How attractive are university rankings to students? Should they make a choice based purely on how renowned a university or college is? Popular opinion veers towards the right fit. If you find a course of a college that offers a programme that seems to be tailormade for you, just apply, no matter what the rank.

Rankings could be important as they play a role in a candidate’s decision to apply to a school, says Pejay Belland, director of marketing, admission and financial aid at INSEAD, considered one of the top B-schools in the world. “The main rankings in which we participate have typically been the globally recognised ones such as FT, Business Week and the Economist. It’s clear that rankings such as QS and Poets & Quants are also becoming increasingly influential and we’re very proud, for example, to be ranked number one by QS,” she says.

However, advises Belland, once students have identified their top list, they need to do more research by talking to alumni, reaching out to the school and ensuring that the school(s) they  choose really fit their needs.

Rankings matter most to students when they first come to seek advice, says Arjun Seth, director of EdBrand (, who leads a group of independent college admissions counsellors assisting students in identifying ‘right-fit’ colleges or universities abroad. 

Once made aware of their options and after investing  time on online research and  talking to current students, the students are open to institutions that they may not have heard of earlier, Seth adds.

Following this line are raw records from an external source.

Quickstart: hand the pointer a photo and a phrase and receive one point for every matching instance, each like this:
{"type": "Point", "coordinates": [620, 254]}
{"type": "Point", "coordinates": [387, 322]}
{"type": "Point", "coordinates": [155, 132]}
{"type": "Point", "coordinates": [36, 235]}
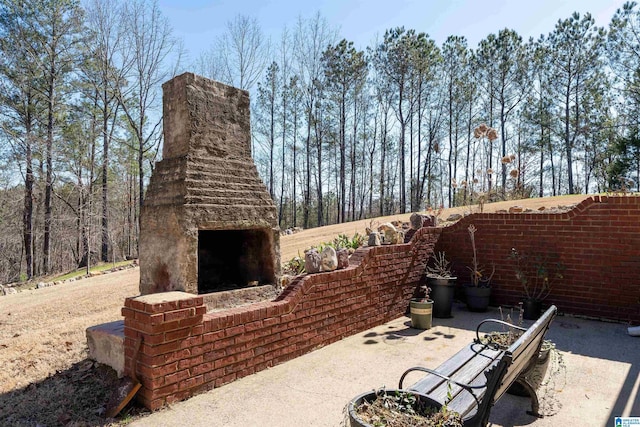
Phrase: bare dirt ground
{"type": "Point", "coordinates": [46, 377]}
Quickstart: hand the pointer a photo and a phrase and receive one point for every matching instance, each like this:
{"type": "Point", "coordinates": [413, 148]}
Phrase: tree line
{"type": "Point", "coordinates": [339, 133]}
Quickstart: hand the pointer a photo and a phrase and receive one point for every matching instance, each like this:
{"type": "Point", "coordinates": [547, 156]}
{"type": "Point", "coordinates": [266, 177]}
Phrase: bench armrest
{"type": "Point", "coordinates": [467, 387]}
{"type": "Point", "coordinates": [500, 322]}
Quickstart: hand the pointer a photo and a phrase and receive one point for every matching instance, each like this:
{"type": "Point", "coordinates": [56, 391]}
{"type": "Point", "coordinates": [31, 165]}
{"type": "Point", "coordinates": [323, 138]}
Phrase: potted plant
{"type": "Point", "coordinates": [478, 292]}
{"type": "Point", "coordinates": [421, 309]}
{"type": "Point", "coordinates": [399, 408]}
{"type": "Point", "coordinates": [442, 284]}
{"type": "Point", "coordinates": [537, 273]}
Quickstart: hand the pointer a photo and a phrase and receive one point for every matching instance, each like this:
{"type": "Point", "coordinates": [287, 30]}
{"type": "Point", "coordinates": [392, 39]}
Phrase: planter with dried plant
{"type": "Point", "coordinates": [478, 292]}
{"type": "Point", "coordinates": [442, 284]}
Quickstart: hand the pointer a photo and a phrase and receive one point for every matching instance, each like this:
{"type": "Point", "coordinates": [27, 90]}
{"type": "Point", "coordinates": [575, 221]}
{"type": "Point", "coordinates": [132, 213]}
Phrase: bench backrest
{"type": "Point", "coordinates": [525, 351]}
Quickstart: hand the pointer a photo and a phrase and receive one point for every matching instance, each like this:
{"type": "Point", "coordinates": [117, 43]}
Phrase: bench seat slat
{"type": "Point", "coordinates": [477, 355]}
{"type": "Point", "coordinates": [473, 363]}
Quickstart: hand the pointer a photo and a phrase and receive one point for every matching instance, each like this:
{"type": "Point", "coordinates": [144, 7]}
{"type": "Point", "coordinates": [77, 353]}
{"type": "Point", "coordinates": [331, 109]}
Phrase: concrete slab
{"type": "Point", "coordinates": [106, 344]}
{"type": "Point", "coordinates": [600, 378]}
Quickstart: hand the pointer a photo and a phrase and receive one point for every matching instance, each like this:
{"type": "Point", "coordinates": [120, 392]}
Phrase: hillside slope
{"type": "Point", "coordinates": [295, 244]}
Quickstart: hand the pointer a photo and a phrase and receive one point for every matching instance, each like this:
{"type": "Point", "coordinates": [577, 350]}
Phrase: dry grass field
{"type": "Point", "coordinates": [46, 377]}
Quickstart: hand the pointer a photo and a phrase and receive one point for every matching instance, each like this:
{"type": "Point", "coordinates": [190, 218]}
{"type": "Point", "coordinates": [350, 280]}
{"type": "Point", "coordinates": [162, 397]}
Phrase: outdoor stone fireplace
{"type": "Point", "coordinates": [208, 222]}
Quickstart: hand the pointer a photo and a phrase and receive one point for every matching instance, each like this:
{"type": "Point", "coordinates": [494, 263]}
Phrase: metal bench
{"type": "Point", "coordinates": [476, 377]}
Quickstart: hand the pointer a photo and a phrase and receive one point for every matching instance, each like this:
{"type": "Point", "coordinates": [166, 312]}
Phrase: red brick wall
{"type": "Point", "coordinates": [598, 243]}
{"type": "Point", "coordinates": [185, 350]}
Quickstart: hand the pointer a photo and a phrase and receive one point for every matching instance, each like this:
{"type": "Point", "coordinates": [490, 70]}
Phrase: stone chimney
{"type": "Point", "coordinates": [208, 222]}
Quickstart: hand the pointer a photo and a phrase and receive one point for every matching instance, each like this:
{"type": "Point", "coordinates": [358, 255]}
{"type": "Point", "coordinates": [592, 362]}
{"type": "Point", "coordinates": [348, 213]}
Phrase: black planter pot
{"type": "Point", "coordinates": [531, 309]}
{"type": "Point", "coordinates": [442, 291]}
{"type": "Point", "coordinates": [371, 396]}
{"type": "Point", "coordinates": [477, 298]}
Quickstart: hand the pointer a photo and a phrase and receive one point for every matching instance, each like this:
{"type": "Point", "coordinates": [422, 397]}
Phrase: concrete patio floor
{"type": "Point", "coordinates": [601, 379]}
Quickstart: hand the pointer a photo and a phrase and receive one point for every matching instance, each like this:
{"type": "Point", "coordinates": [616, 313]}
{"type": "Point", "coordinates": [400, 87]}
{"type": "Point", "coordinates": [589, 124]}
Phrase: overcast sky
{"type": "Point", "coordinates": [199, 22]}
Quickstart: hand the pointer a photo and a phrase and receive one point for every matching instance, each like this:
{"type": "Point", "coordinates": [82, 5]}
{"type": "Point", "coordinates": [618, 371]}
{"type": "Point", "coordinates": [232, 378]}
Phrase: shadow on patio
{"type": "Point", "coordinates": [600, 380]}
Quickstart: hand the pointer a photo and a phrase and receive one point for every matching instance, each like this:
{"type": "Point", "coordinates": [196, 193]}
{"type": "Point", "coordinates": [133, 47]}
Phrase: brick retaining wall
{"type": "Point", "coordinates": [185, 350]}
{"type": "Point", "coordinates": [598, 242]}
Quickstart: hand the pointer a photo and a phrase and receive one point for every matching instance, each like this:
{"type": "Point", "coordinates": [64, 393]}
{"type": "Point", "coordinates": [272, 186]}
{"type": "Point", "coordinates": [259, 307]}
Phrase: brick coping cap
{"type": "Point", "coordinates": [164, 297]}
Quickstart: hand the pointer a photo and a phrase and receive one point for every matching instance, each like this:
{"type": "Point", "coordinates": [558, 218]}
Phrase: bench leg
{"type": "Point", "coordinates": [535, 404]}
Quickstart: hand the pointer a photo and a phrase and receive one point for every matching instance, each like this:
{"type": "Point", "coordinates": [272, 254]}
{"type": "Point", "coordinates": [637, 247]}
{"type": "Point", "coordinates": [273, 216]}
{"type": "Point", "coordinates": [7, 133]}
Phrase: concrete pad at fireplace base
{"type": "Point", "coordinates": [106, 344]}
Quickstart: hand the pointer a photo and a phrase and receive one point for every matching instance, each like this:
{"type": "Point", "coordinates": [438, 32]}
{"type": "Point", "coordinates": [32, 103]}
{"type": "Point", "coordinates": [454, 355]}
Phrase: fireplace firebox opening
{"type": "Point", "coordinates": [232, 259]}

The reason why many young people today want to go abroad is that they don’t have the high scores needed to get into a college in India. Also, they are attracted to the liberal arts system in the US, which allows them the freedom to explore various courses before selecting their major. Other big draws are the student life on campus with opportunities for pursuing any interest they might have; research and internship opportunities missing in India; small class sizes and the quality of teaching in the smaller colleges; prestige of the big national universities, says Seth.

His advice to them is that the right-fit matters the most. Often rankings lead the students to a wrong path in their search for right fit colleges. To get to the top rung, a B-school should have a number of accreditations such as AACSB, Equis and AMBA, which provide it an internationally recognised seal of quality. A strong alumni network across the world also enforces the reputation of the school globally, Belland adds.

On how INSEAD does it right, Belland says the diversity of the programme both in terms of student body, campus locations, and course content is clearly interesting for international students who learn about business from many different cultural perspectives not only from the faculty but also from their peers. “We’re proud to have over 80 different countries across our two intakes, with no dominant culture. This means that wherever a student studies, whether in Asia or in Europe, the experience is a truly international one,” she adds.

“I think rankings are one component that students should keep in mind when they decide on the universities, but not the only component. To some students, geography, geographical climate, proximity to home also matters,” says Anant Agarwal of edX.